Yeah. My original plan was to have a nice big juicy unRAID server, and I bought 8x2TB 7200RPM Hitachi drives, and 5x2TB 5400RPM ("CoolSpin") Hitachi drives. Two spares for the 7200RPM array, and one spare for the 5400RPM array. Though, with unRAID, it's all just one big pile, so I could have used those drives interchangeably as spares.
But I never ended up paying for an unRAID license, so I never used more than 2x2TB for data, and 1x2TB for a parity drive. The other drives sat unused, and presumably (?) spun down.
I forget how I ended up getting them, but I got a single-drive 3TB Seagate NAS, and I got a good deal on a 2-bay QNAP (an older one), which I filled with 2x1TB Seagate consumer drives, which I'm really worried about the longevity of right around now. (3+ years in service? Seagate? Ugh!). Picked up a 2-bay iomega (discontinued) NAS for like $50 bare, new, so I put in 2x3TB that I had. Then I ordered a TS-431 QNAP from Newegg's ebay store, and after I placed the order, and started reading reviews, it became apparent, that it had a 16TB logical volume size array limit. Not good. So I (tried) to cancel the ebay order (within like 15 minutes), and ordered a TS-451 (based on an Intel 64-bit Atom CPU, rather than a 32-bit ARM, so no limitation). Well, the cancel didn't go through, so I ended up with both of them. I already had been purchasing 5TB Seagate Expansion Desktop External 3.5" USB3.0 HDDs, so I had 4x5TB ready for shucking, and putting into the TS-451, which I did. Then, like usual, I read about those drives being really horrible for NAS. (I may have gotten a later firmware revision, as mine are, so far, fine.)
And just this morning, I tried to fire up the unRAID server, and it died while booting (PSU? mobo? drives seem OK), with the floppy drive light stuck on, for some reason, and BIOS boot hung.
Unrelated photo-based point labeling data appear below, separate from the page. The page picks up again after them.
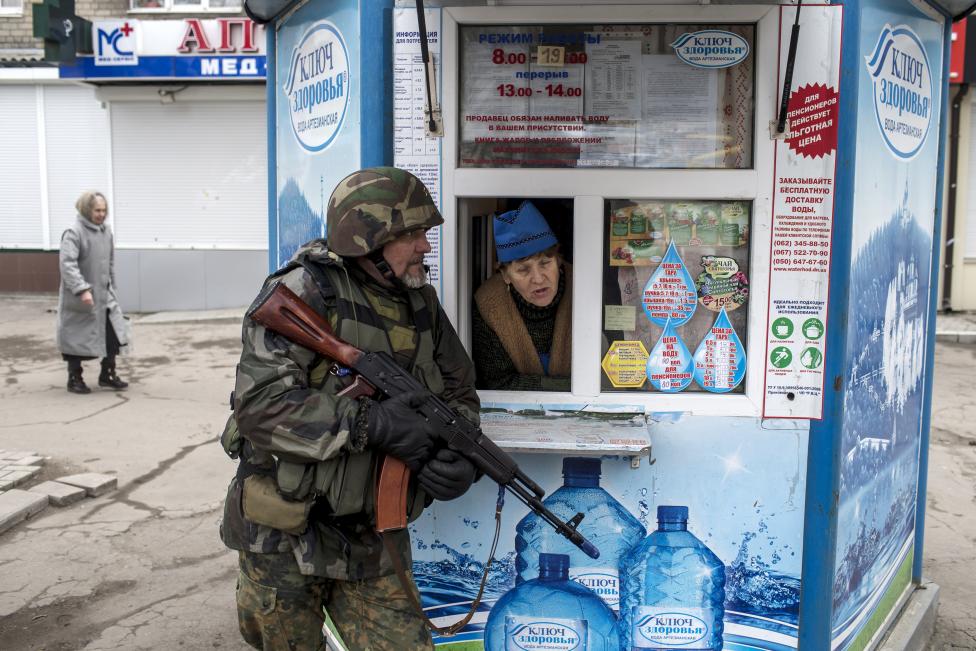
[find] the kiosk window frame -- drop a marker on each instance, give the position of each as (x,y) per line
(589,189)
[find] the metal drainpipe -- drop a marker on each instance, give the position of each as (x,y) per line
(951,199)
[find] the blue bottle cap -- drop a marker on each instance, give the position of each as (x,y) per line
(554,567)
(672,514)
(582,471)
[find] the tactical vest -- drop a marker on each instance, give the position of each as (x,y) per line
(347,481)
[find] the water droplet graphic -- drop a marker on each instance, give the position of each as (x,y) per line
(670,292)
(670,366)
(720,363)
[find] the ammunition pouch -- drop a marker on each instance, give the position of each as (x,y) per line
(263,504)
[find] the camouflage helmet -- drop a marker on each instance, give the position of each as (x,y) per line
(374,206)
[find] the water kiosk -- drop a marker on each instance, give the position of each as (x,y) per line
(753,298)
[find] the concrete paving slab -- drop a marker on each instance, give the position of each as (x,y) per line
(17,505)
(916,622)
(59,494)
(18,476)
(94,483)
(16,467)
(14,455)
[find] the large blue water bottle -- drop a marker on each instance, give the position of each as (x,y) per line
(551,613)
(607,524)
(672,589)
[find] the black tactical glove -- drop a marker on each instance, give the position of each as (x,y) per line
(395,427)
(447,476)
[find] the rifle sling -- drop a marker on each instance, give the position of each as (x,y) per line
(409,586)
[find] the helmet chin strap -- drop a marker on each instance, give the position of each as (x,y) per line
(376,257)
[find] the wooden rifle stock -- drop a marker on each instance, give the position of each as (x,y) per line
(282,311)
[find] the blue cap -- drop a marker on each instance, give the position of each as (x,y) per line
(554,567)
(582,471)
(672,514)
(521,233)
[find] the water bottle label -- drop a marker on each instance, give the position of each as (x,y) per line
(602,580)
(665,628)
(544,634)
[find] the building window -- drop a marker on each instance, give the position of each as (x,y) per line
(11,7)
(181,6)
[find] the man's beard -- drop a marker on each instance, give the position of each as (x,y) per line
(414,280)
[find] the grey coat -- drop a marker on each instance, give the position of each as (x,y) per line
(87,260)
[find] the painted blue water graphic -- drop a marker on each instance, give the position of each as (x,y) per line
(670,367)
(670,292)
(756,596)
(720,363)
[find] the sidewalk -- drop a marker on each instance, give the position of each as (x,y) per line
(957,327)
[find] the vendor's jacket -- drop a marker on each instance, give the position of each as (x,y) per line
(289,424)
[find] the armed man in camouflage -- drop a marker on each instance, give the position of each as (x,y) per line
(300,509)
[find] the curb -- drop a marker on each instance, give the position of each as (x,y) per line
(188,316)
(915,624)
(957,337)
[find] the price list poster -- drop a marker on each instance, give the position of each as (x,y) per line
(413,149)
(803,211)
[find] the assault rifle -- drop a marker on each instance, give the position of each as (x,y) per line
(377,375)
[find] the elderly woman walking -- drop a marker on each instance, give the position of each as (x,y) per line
(90,321)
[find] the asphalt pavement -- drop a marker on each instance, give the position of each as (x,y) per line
(143,567)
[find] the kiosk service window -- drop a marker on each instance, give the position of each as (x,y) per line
(646,161)
(681,268)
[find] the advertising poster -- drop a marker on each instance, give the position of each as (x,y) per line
(682,271)
(413,149)
(739,507)
(803,208)
(318,117)
(898,128)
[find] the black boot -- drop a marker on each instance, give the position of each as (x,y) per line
(108,378)
(76,384)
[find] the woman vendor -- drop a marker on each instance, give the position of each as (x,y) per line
(522,335)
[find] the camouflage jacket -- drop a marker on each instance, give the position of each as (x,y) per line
(289,415)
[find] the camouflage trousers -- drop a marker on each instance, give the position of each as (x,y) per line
(280,609)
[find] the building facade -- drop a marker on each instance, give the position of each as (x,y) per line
(167,119)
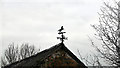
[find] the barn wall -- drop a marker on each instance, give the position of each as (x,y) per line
(59,59)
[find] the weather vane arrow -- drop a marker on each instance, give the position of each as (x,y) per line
(60,32)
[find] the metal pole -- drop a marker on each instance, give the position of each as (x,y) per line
(118,48)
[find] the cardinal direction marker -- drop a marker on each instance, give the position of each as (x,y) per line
(60,32)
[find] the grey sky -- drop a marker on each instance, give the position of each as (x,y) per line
(37,21)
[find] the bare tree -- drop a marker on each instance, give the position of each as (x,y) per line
(91,60)
(106,33)
(14,53)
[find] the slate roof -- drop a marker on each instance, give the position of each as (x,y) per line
(42,55)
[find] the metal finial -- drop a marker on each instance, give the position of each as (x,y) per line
(62,38)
So I removed the unused 4x2TB 5400RPM HDDs, and put them into the TS-431, and it's initializing the RAID-5 array right now.
I guess I have several different "groups" of data. Collected data archived from my PCs, sort-of a backup, sort-of a historical archive. That's my "Personal" data. Then I have my collection of ISOs, Windows and Linux. Then, I was planning on ripping my DVDs and BRs and putting them onto the unRAID server. Then I have the web pages and image files I serve up to the internet. (The QNAP OS has a web-server functionality.)
I would like to segregate the web-serving from the personal data archive, and I need a bunch of room for my Linux ISO collection. I currently have duplication of the ISOs and personal data. I wasn't planning on any duplication of the ripped DVDs, relying on unRAID's parity drive.
I was also using the unRAID server as a backup dump for various things.
I do have "cold" backups too. Which is a good thing, as I was recently compromised, and I question whether some of my ISO images were tampered with and trojaned.